A demand issued last month by local political and business leaders to Santé Québec to outline its recruitment strategy to staff the new Vaudreuil-Soulanges Hospital has so far been met with silence, says the president of the region’s economic development agency.

“It’s essential to get an answer from Santé Québec,” said Danie Deschênes, president of DEV Vaudreuil-Soulanges in an interview with The 1019 Report last week.

“We still want to see the plan,” Deschênes continued, adding: “Is there a plan?”

That question sums up the ever-growing worry the new hospital will fall short of its stated goal of filling 3,500 jobs and recruiting 200 doctors between now and when the facility opens in the spring of 2028.

Deschênes, who is also the mayor of Notre Dame de l’Île Perrot, said she did not expect health officials to jump when DEV formally — and very publicly — issued the request to be brought into the loop on the hiring plan on Feb. 11, explaining regional stakeholders are willing to be patient. But they are not going to wait indefinitely, she said.

A meeting with DEV officials and local members of the National Assembly —Soulanges CAQ MNA Marilyne Picard and Vaudreuil Liberal MNA Marie-Claude Nicholls — is set for this week, Deschênes said. But no details of a hiring strategy is expected to be shared. And so far there has been no word from Santé Québec officials or representatives of the CISSS de la Montérégie-Ouest, the regional health authority overseeing the hiring for the new hospital.

STAFFING: Regional officials
warn of workforce crisis

The request for more information from provincial health officials was one of five demands the region’s economic development board made last month as it issued an unprecedented and urgent call for a territorial exemption from both the provincial and federal governments for changes to immigration policies to ensure against the loss of temporary foreign workers employed in the region.

Sounding the warning of a pending workforce crisis, DEV officials were joined by a number of employers in the region last month to showcase just how dire the potential loss of foreign workers is being felt. The changes to the programs that affect foreign workers, including those who had been recruited to this region through the Programme de l’expérience québécoise (PEQ) that provided selected and qualified workers with a path to residency status, is real, and threatens the area’s economic growth, the business leaders said.

The Vaudreuil-Soulanges area is in a unique position, Joanne Brunet, the director-general of DEV, said last month, as she pointed to the what was described as a perfect storm that is threatening businesses in the region. Brunet said the region’s proximity to Ontario, which is prepared to welcome temporary foreign workers currently employed in this region who now face an uncertain future as they grapple with the prospect of not being allowed to renew their work permits in this province; the approximately 1,000 job vacancies that currently exist here; and the hospital’s hiring needs is putting “significant pressure” on a labour market already struggling to keep up with demand.

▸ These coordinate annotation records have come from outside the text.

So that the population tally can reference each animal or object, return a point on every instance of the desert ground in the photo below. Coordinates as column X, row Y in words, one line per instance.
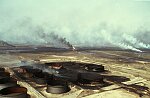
column 129, row 64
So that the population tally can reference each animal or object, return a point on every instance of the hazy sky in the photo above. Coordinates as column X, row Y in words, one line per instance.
column 90, row 22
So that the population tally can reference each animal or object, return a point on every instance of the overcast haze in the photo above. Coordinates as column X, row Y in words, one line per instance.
column 90, row 23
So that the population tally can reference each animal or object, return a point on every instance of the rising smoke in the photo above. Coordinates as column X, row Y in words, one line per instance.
column 88, row 23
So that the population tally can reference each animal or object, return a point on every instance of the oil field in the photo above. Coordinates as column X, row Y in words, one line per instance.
column 74, row 49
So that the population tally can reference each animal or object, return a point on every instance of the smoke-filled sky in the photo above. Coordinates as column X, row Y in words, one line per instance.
column 90, row 23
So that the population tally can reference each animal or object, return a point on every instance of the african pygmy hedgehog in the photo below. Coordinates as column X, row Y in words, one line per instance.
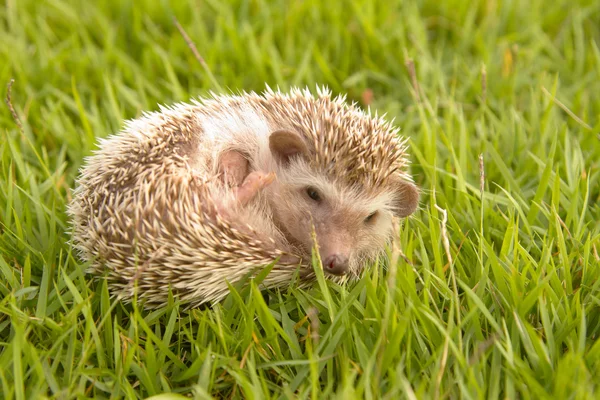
column 199, row 194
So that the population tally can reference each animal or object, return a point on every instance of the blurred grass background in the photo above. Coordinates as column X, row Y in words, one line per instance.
column 515, row 315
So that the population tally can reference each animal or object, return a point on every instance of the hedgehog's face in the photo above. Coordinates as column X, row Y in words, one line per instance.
column 351, row 226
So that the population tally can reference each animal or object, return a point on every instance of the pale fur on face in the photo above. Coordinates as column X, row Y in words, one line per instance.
column 339, row 218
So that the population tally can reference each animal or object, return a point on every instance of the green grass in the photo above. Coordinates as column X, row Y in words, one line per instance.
column 515, row 315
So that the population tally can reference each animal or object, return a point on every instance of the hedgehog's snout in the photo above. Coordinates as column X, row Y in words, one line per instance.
column 336, row 264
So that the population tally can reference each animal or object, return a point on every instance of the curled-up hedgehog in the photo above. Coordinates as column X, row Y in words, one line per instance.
column 201, row 194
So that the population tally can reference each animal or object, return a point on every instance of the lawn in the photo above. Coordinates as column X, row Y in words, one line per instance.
column 496, row 294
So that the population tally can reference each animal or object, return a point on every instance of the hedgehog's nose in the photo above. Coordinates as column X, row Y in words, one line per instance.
column 336, row 264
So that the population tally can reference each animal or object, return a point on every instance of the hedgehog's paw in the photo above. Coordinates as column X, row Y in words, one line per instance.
column 252, row 185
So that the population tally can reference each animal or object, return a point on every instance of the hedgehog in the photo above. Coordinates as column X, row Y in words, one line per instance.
column 197, row 195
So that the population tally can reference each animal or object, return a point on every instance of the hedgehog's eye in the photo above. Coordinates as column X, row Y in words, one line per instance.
column 313, row 193
column 371, row 217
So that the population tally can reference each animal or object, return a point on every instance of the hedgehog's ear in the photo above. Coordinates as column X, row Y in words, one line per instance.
column 286, row 144
column 406, row 198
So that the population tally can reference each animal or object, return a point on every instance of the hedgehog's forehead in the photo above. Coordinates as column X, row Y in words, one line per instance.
column 344, row 140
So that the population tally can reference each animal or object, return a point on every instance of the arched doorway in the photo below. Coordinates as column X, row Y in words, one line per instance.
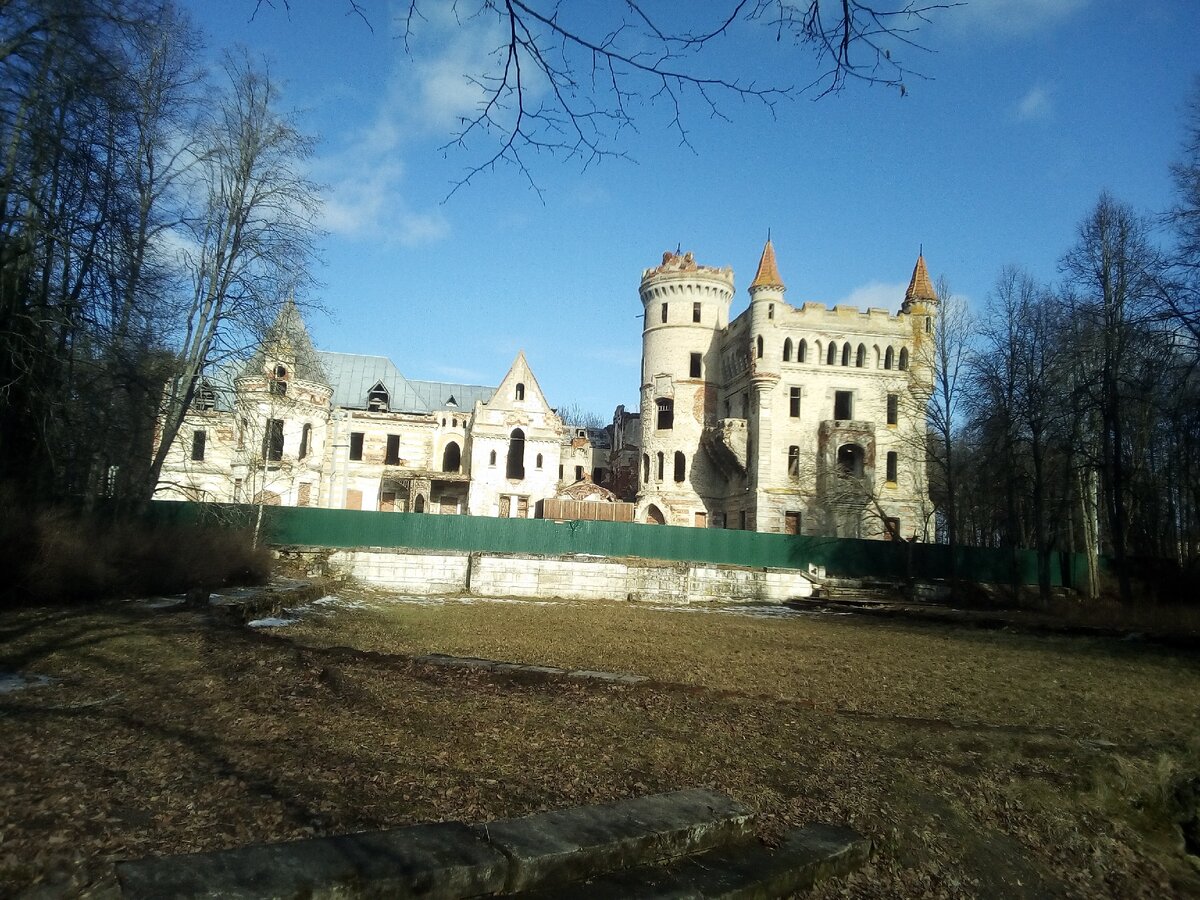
column 451, row 459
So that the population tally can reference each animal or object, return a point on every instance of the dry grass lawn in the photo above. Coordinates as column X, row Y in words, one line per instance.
column 984, row 763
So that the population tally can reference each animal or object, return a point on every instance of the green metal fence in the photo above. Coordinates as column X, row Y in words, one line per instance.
column 840, row 556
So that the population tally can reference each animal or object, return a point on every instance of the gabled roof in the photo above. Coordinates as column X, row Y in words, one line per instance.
column 919, row 286
column 768, row 273
column 353, row 375
column 505, row 393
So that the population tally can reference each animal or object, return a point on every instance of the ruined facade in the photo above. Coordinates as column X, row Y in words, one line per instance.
column 805, row 419
column 793, row 419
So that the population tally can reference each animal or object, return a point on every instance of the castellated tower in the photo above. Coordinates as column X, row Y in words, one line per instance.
column 687, row 307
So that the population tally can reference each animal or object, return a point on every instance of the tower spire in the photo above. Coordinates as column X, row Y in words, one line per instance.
column 768, row 273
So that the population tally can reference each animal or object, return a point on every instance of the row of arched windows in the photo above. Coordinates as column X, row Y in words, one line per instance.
column 846, row 354
column 681, row 467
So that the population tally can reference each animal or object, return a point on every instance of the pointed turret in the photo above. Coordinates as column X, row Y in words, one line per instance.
column 768, row 273
column 287, row 341
column 921, row 288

Last week, the CISSS Montérégie-Ouest released a video that featured an animated 3D simulation of what the main entrance of the hospital will look like. The online presentation included a link to the agency’s hiring portal.

A request to the CISSS for comment from The 1019 Report has gone unanswered.

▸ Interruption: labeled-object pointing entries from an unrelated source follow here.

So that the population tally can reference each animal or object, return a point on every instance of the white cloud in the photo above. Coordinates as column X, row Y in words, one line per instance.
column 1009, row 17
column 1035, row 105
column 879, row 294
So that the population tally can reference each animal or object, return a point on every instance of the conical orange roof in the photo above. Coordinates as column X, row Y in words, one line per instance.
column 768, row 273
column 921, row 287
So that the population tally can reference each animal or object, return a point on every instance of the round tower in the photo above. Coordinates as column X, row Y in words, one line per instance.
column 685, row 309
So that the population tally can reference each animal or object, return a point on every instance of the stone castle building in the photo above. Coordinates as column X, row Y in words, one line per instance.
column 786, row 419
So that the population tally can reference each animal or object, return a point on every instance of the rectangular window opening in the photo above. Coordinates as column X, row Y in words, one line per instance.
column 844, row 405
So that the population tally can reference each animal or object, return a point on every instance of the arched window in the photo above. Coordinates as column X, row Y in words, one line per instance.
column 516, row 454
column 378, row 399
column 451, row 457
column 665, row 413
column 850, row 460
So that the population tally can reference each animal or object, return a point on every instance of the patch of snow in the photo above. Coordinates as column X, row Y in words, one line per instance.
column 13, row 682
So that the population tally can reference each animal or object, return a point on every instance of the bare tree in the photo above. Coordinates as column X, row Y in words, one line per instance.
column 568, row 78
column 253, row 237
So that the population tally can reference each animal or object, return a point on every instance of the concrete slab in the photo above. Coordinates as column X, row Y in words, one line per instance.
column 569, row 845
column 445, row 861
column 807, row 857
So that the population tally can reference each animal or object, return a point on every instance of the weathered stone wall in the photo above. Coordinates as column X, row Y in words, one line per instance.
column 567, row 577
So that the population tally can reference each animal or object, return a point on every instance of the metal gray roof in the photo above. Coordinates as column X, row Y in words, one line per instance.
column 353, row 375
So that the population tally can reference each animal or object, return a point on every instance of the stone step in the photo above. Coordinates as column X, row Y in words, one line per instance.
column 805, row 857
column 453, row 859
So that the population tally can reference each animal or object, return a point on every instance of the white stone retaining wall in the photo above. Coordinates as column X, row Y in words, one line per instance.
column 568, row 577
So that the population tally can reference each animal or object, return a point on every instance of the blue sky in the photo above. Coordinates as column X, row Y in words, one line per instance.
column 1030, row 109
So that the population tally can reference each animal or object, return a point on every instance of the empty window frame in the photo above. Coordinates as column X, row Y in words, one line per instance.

Since construction of the hospital began in 2022, Quebec has twice pushed back the opening of the hospital. Originally planned to welcome its first patient in December 2026, health officials last January pushed back the opening of the facility to the summer of 2027. Then, last July, officials revised the date again, setting the opening now for spring 2028. The delays, in part, have been attributed to difficulties in filling the more than 3,500 new positions the new facility will require.